Ixabepilone is the first member of the epothilones, a new class of anticancer drugs. It is approved for use as monotherapy in patients with locally advanced or metastatic breast cancer that has failed to respond to therapy with a taxane, an anthracycline, and capecitabine, or in combination with capecitabine in patients with locally advanced or metastatic breast cancer that has failed to respond to therapy with a taxane and an anthracycline.

OBJECTIVES

This paper reviews available information on the pharmacokinetics, pharmacodynamics, clinical efficacy, and tolerability of ixabepilone when used for its approved indication. It also reviews clinical studies of ixabepilone in other cancers, including prostate, lung, and ovarian cancers, sarcoma, and lymphoma. Finally, the dosing and administration of ixabepilone and pharmacoeconomic considerations are discussed.

METHODS

MEDLINE and EMBASE (1950-present) were searched in November 2007 and again in March and June 2008 to identify clinical trials, abstracts, and case reports involving ixabepilone. The search terms included ixabepilone, BMS-247550, and epothilone. The reference lists of identified articles and meeting abstracts were reviewed to identify additional publications.

RESULTS

In a Phase III trial of the combination of ixabepilone 40 mg/m2 IV + capecitabine 1000 mg/m2 PO BID versus capecitabine 1250 mg/m2 PO BID, both given on days 1 through 14 of a 21-day cycle, the combination arm had significantly greater progression-free survival (5.8 vs 4.2 months, respectively; P < 0.001) and a significantly greater objective response rate (32% vs 14%; P < 0.001). In a Phase II trial of monotherapy with ixabepilone 40 mg/m2 IV given every 21 days, 50% of patients had stable disease, with a median progression-free survival of 3.1 months. Grade 3/4 hematologic adverse effects occurring during use of ixab epilone included neutropenia (54%),leukopenia (49%), anemia (8%), and thrombocytopenia (7%). The most common nonhematologic adverse effects included peripheral neuropathy (72%), fatigue (56%), myalgia/arthralgia (49%), alopecia (48%), nausea (42%), stomatitis/mucositis (29%), vomiting (29%), diarrhea (22%), and musculoskeletal pain (20%).
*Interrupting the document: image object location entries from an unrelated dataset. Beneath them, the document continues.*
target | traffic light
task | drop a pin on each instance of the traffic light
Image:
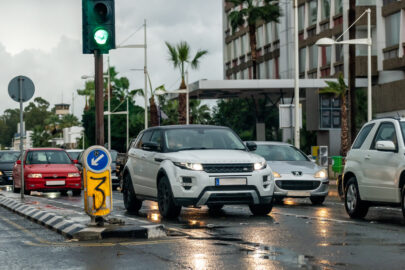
(98, 25)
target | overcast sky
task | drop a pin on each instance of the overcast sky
(42, 39)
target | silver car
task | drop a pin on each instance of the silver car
(294, 173)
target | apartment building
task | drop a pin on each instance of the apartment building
(318, 19)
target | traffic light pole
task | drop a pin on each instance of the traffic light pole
(99, 98)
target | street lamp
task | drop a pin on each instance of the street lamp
(145, 70)
(363, 41)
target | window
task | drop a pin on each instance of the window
(270, 69)
(145, 138)
(313, 12)
(329, 112)
(362, 136)
(301, 17)
(385, 132)
(268, 33)
(392, 29)
(302, 58)
(325, 12)
(338, 7)
(313, 57)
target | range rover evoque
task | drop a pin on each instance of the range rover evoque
(195, 165)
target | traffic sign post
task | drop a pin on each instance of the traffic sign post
(21, 89)
(97, 182)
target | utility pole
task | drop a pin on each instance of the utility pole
(99, 97)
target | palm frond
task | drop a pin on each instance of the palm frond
(196, 60)
(173, 55)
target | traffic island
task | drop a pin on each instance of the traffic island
(64, 225)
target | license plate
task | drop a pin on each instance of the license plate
(55, 183)
(298, 193)
(230, 181)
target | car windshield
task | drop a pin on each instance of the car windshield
(74, 154)
(280, 153)
(202, 138)
(47, 157)
(8, 157)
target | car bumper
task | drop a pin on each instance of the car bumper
(45, 184)
(299, 188)
(202, 188)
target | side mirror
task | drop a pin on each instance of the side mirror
(251, 146)
(385, 146)
(150, 146)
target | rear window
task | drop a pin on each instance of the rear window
(47, 157)
(362, 136)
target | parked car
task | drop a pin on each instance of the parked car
(295, 175)
(7, 160)
(193, 165)
(374, 172)
(47, 169)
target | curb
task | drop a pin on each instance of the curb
(71, 229)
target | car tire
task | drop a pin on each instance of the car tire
(403, 200)
(355, 207)
(317, 200)
(278, 200)
(260, 209)
(215, 207)
(131, 203)
(167, 207)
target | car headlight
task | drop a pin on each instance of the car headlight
(260, 165)
(34, 175)
(321, 174)
(189, 166)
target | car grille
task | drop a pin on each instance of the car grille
(228, 168)
(297, 185)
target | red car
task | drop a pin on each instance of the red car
(47, 169)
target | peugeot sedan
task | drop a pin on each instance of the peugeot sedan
(294, 173)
Dose adjustment is required in the presence of toxicity (grade 2 or higher neuropathy; grade 3 or higher myalgia/arthralgia, fatigue, or palmar-plantar erythrodysesthesia; prolonged neutropenia, febrile neutropenia, or severe thrombocytopenia). Use of ixabepilone is contraindicated in patients with hepatic impairment.

CONCLUSIONS

Ixabepilone, a new antineoplastic agent with antimitotic capabilities, is approved for use with or without capecitabine in the management of metastatic or locally advanced breast cancer. It has also been evaluated for antitumor activity in a number of other cancers. The potential for significant toxicity with ixabepilone requires close clinical observation to assess the need for dose adjustment.